The “We are still in” coalition opened a 2,500-square meter (27,000-square foot) tent pavilion outside the UN Climate Change Conference in Bonn, Germany on Thursday, where delegates from almost 200 nations are working on details of the agreement, which plans to eliminate fossil fuel by the year 2100.
The U.S. government delegation office at the talks is much smaller since Trump wasn’t invited.
“There is a tradition of non-partisanship for protecting our planet,” said James Brainard, the Republican mayor of the town of Carmel, Indiana, at an opening event. “It is unfortunate we have moved away from it.”
Trump said in June he would pull out of the Paris Agreement and promote coal and oil industries in the U.S.
The “We are still in” campaign is made up of states, cities, universities, faith groups and environmental activists who want delegates from other nations at the Nov. 6-17 United Nations talks to know that many Americans don’t agree with Trump’s pull-out.
According to the organization, they represent “more than 130 million Americans and $6.2 trillion of annual economic output,” Reuters reported.

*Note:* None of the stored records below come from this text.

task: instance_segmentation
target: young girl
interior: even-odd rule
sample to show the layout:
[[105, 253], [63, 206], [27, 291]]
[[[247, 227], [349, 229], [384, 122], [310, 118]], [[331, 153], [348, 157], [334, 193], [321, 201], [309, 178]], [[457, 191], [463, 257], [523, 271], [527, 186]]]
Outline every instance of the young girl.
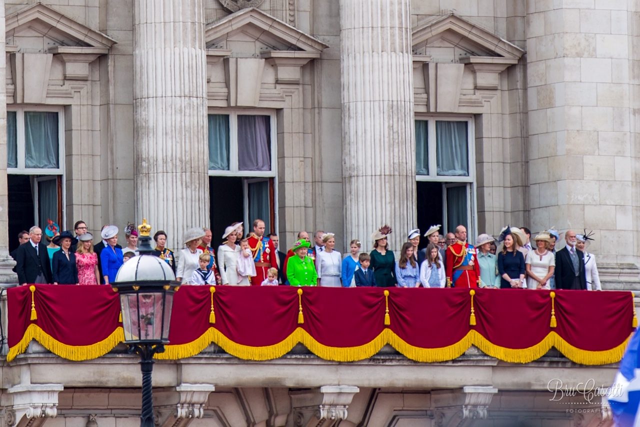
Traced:
[[243, 239], [240, 241], [240, 256], [238, 257], [238, 284], [248, 286], [251, 277], [255, 275], [255, 264], [251, 256], [249, 241]]
[[447, 278], [444, 265], [440, 262], [438, 246], [427, 246], [427, 259], [420, 266], [420, 282], [424, 287], [444, 287]]
[[278, 269], [271, 267], [267, 270], [267, 278], [262, 280], [261, 286], [278, 286]]
[[420, 286], [420, 271], [418, 262], [413, 258], [413, 245], [411, 242], [402, 245], [400, 261], [396, 264], [396, 278], [400, 287]]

Fiji, which is presiding at the UN talks, praised the coalition, calling it a “perfect example” of how the Paris accord aims to widen action beyond national governments.
California Gov. Jerry Brown is leading the battle over U.S. climate policy and vowed to help the country reach its emissions reductions targets despite Trump’s withdrawal from the Paris Accord. He’s been named the special adviser for states and regions at the talks.
Brown called climate change an existential threat and said he’s going to announce in Bonn that more signatories will be joining the “Under2 coalition,” a global community committed to decarbonization and supporting the Paris agreement’s climate goal of keeping the rise in global average temperatures below 2 degrees centigrade.
He added that the goal should be to get to zero emissions by 2050, and said that “in addition to the national leadership, there is a big opening for those governmental entities below the national state to do their part.”